玉座に戻ると王様の姿はなく、「宝物庫にあるものを自由にしてよい」という伝言があるだけだった。
さっそく宝物庫の扉の封印を解いてもらい中に入る。
ぱっと見で用途が分かるものから、何とも言いようがないものまで大小様々な物があった。
時間がないのでエステルの鑑定魔法を中心に、泊まり込みで使えそうなものを調べることにする。
翌朝。
宝物庫に行く途中、兵士が騒いでいるところに出くわす。
曰く、「……先祖代々の品々、返して貰います。 かしこ」と書かれた手紙が玉座の上にあったらしい。
警備に協力したいが、今は自分がするべきことに集中する。
その日の夜。
宝物庫から持ち出した物の鑑定はエステルに任せ、自分は宝物庫と部屋とを往復する人になっていた。
途中スイレンとすれ違い、鑑定作業が続く部屋に戻る。
すると長尺のものを二人で運ぼうと待っていたスイレンに声を掛けられる。二人で宝物庫に向けて出発する。
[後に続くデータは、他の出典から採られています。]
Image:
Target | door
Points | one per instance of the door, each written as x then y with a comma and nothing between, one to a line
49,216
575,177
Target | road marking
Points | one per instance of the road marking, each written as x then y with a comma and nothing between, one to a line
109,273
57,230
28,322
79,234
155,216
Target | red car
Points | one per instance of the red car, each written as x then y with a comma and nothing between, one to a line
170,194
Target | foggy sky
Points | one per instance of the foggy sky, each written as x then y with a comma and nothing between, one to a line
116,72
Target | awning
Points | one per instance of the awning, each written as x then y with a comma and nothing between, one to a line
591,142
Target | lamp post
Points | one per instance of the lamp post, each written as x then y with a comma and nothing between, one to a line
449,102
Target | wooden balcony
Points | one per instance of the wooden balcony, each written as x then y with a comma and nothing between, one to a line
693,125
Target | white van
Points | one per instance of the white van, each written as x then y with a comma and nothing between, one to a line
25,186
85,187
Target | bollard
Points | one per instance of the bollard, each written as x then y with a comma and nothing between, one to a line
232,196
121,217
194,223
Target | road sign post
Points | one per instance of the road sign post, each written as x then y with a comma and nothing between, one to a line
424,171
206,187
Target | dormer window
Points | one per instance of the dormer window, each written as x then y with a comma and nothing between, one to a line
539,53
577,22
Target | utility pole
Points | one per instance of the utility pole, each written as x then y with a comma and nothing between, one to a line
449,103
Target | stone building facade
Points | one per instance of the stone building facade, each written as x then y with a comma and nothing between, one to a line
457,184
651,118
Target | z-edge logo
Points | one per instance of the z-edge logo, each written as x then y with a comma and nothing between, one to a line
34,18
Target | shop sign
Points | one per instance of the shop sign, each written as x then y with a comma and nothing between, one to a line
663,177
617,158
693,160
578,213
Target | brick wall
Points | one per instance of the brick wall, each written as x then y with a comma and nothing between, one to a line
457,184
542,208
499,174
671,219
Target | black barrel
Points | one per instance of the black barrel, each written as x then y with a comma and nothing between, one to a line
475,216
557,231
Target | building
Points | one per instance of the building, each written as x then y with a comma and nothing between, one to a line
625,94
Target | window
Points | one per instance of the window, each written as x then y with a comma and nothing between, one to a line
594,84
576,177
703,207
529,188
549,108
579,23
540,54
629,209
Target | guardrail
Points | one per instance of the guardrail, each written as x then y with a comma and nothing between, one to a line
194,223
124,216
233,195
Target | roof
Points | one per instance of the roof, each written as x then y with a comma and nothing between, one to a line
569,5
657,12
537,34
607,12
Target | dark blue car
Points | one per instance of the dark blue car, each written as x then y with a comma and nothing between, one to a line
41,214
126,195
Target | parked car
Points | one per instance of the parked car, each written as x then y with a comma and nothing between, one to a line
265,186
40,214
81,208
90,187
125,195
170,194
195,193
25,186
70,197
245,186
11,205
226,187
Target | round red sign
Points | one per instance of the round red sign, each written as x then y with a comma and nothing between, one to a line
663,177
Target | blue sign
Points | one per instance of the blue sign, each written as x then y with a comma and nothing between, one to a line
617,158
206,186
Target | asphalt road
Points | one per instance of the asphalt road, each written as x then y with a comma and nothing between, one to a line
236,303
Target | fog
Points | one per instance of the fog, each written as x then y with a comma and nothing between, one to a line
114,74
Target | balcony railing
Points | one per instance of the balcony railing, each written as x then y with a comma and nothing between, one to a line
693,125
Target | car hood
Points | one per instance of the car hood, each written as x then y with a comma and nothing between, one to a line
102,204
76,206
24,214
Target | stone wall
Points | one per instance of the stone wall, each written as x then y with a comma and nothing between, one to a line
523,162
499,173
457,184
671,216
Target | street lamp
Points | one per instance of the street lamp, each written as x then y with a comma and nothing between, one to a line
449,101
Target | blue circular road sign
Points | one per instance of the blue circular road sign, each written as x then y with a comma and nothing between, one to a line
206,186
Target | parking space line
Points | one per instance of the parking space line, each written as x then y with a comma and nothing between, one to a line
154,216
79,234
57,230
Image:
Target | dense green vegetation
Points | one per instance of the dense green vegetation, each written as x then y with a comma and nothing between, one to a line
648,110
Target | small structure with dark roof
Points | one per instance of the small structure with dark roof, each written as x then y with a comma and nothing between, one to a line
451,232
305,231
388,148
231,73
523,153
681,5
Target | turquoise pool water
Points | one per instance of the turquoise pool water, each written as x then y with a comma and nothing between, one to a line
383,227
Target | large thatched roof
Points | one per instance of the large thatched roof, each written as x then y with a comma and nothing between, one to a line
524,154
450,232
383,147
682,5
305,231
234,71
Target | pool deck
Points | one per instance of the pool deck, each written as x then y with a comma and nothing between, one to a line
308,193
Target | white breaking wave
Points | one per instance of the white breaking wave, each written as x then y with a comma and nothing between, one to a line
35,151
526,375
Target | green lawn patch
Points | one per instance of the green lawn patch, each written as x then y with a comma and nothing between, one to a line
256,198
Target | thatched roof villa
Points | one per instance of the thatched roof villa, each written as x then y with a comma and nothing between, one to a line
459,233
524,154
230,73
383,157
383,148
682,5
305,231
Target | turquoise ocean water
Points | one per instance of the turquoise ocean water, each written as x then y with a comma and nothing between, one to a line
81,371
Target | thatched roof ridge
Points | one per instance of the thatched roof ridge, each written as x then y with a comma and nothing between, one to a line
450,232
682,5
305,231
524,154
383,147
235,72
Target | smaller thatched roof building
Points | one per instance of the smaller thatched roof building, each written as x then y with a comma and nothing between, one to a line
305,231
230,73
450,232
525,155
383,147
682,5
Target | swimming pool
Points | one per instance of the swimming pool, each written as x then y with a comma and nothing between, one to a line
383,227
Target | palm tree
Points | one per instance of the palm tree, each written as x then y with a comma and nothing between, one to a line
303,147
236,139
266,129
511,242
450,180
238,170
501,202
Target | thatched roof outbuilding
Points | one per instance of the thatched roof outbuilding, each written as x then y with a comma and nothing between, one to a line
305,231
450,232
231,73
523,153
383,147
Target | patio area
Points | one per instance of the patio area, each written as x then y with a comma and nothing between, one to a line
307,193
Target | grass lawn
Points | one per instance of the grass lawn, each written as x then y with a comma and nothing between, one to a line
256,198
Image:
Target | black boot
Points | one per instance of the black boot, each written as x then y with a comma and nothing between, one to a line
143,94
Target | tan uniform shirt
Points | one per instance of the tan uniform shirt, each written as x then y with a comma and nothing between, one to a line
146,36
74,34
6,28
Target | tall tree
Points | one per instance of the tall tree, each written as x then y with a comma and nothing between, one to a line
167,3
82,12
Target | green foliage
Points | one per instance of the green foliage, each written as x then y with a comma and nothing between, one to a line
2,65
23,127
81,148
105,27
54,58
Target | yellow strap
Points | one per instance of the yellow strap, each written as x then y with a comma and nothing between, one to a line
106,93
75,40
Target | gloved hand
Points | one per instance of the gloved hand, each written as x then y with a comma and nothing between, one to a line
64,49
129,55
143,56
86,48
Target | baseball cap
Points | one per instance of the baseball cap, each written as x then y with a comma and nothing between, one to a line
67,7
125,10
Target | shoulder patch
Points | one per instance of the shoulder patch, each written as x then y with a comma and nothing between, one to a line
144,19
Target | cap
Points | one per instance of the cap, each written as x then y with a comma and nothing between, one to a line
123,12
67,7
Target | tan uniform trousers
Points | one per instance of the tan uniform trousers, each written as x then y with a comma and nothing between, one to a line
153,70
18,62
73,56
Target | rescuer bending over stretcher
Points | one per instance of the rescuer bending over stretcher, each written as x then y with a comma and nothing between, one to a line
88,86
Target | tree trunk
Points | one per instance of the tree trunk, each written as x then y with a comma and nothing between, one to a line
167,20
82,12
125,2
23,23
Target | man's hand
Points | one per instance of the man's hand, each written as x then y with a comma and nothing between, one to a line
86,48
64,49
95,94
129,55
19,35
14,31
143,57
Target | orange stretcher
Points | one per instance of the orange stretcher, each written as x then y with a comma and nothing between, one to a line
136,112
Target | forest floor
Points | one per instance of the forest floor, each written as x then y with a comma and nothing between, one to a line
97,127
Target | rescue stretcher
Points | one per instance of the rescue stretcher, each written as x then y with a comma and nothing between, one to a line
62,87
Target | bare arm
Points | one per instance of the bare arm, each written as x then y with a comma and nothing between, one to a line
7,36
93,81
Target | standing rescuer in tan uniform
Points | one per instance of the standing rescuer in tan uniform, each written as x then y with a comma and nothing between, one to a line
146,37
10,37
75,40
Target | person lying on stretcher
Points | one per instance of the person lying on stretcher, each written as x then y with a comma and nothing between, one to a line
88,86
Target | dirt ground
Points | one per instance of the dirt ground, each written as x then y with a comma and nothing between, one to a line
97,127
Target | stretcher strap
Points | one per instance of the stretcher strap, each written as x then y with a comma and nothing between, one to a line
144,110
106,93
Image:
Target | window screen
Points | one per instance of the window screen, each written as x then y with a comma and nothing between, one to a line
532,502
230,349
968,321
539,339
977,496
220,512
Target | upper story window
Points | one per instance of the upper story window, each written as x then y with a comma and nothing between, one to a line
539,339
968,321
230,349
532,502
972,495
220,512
このままで進むと廊下を曲がれないので、一旦縦向きにすることでうまく角を避けながら……ん?
急いで飲酒し、手紙の盗賊が現れたことを兵士たちに伝える。
スキルが発動するまでの時間差で宝物庫の中を確認しつつ、しばらくして犯人を捜すために城の外へと出る。
城下町まで範囲を広げて散々探し回って、結局城内でそれらしい人影を見つける。
走り回っている最中にふと、『盗んだふりで人払いをしてその隙に……』という手口を思い出して試しに戻ってみると、まさにその通りだった。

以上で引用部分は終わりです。